Kauri had a great impact on the zoological institute at the University of Bergen. The number of students increased significantly. Kauri had an enthusiasm and dedication to work that few could match, and he built a viable institute with classification and ecology as it key elements. He retired in 1976 but remained engaged at the museum for several years after that.

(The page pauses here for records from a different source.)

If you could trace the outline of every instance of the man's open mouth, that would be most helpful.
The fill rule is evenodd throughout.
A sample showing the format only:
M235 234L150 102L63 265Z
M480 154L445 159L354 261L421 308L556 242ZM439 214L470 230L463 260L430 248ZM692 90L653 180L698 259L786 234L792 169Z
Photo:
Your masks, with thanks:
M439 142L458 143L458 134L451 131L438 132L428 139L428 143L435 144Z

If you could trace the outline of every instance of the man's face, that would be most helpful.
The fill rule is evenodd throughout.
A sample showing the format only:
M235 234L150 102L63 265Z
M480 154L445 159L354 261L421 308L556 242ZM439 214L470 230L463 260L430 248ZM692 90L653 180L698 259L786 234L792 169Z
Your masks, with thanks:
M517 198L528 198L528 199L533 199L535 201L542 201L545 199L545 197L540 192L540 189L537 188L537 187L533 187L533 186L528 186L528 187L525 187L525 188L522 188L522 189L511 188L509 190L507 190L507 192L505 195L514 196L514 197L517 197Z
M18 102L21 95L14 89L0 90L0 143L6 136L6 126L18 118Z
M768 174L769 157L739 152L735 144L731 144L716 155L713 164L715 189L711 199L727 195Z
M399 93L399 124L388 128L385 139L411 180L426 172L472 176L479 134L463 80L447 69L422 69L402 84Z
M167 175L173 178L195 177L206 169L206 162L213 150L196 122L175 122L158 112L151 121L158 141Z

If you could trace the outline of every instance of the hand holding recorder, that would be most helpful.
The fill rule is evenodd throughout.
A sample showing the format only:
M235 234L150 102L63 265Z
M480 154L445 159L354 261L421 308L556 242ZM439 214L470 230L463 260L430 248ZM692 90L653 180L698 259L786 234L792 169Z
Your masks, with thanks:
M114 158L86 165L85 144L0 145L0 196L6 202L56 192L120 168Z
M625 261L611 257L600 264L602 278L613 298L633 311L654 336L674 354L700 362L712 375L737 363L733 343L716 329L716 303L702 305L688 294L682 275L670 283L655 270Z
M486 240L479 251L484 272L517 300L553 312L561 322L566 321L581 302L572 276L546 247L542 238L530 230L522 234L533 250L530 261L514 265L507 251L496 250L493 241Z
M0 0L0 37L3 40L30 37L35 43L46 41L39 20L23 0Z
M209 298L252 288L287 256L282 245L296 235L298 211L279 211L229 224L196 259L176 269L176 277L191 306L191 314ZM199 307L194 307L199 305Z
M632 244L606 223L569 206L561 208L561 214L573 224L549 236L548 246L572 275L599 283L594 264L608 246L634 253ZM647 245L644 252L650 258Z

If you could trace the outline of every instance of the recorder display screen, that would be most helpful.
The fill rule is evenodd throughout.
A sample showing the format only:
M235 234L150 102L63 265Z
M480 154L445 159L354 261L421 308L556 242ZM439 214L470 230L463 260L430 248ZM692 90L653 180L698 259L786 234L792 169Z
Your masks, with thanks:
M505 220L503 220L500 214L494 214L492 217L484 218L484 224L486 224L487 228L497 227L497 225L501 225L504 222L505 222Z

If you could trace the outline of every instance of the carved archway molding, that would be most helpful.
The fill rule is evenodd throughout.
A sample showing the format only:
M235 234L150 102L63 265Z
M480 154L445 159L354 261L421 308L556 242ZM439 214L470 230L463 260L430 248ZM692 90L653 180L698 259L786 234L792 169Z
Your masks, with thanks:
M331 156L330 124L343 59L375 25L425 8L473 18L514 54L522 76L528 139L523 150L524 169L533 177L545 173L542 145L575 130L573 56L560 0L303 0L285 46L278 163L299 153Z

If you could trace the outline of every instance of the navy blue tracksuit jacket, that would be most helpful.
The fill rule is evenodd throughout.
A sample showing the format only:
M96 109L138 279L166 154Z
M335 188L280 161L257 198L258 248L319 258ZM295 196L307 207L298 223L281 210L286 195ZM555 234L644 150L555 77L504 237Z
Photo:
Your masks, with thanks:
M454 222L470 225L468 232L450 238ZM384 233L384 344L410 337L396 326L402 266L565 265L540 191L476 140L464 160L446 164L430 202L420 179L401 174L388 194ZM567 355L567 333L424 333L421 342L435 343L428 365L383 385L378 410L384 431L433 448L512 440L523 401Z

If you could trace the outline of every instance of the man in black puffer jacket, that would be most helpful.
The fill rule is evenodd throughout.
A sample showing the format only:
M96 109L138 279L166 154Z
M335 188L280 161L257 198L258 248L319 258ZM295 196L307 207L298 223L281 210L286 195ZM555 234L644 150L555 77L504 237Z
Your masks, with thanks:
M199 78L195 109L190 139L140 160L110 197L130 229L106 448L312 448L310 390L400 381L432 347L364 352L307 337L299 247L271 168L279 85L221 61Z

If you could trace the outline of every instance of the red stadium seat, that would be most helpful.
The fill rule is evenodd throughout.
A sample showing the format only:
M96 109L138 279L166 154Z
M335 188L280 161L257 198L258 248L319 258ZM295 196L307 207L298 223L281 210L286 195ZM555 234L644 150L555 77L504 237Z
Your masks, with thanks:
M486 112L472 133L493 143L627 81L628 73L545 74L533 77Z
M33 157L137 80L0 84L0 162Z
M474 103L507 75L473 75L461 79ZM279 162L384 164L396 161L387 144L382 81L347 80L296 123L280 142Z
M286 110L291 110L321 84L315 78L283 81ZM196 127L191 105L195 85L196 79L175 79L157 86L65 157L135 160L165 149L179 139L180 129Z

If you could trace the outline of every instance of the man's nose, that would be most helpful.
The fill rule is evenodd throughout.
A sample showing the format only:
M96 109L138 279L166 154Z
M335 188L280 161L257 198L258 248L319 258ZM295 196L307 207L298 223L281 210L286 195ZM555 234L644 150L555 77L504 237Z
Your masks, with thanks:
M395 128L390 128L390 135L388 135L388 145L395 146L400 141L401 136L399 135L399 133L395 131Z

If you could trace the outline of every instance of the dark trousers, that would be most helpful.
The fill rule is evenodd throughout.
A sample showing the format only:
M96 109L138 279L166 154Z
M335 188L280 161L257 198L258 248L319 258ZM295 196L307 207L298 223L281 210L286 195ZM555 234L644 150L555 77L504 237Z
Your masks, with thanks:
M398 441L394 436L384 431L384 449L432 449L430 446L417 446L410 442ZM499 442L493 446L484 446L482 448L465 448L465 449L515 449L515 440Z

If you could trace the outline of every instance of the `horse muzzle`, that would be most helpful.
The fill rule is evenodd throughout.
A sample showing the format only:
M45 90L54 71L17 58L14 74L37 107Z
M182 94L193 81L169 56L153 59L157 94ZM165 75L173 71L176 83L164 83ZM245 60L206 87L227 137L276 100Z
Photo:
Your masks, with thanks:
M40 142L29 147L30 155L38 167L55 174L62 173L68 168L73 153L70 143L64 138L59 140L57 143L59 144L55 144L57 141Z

==Hardanger Plateau project==
The Hardanger Plateau (Hardangervidda) project took place as part of the International Biological Program (IBP) and started in 1969. It dealt with insects and other lower groups of fauna in the high mountains. Kauri became the project's leader in a group of researchers from the University of Bergen. Three research assistants were hired through 1974. A number of publications resulted in the series Fauna of the Hardangervidda, as well as several major theses. This was of great importance for the knowledge about the fauna in the high mountains.

==Arachnids==
Kauri continued his studies in Norway on horse-flies, daddy longlegs (Opiliones), and spiders. He wrote several publications. In 1985 he worked on material from central Africa, which resulted in 61 new species, 12 new genera, and three new sub-families for science. As late as 1998 he produced an overview of spiders on the Hardanger Plateau, edited by Erling Hauge and Torstein Solhøy.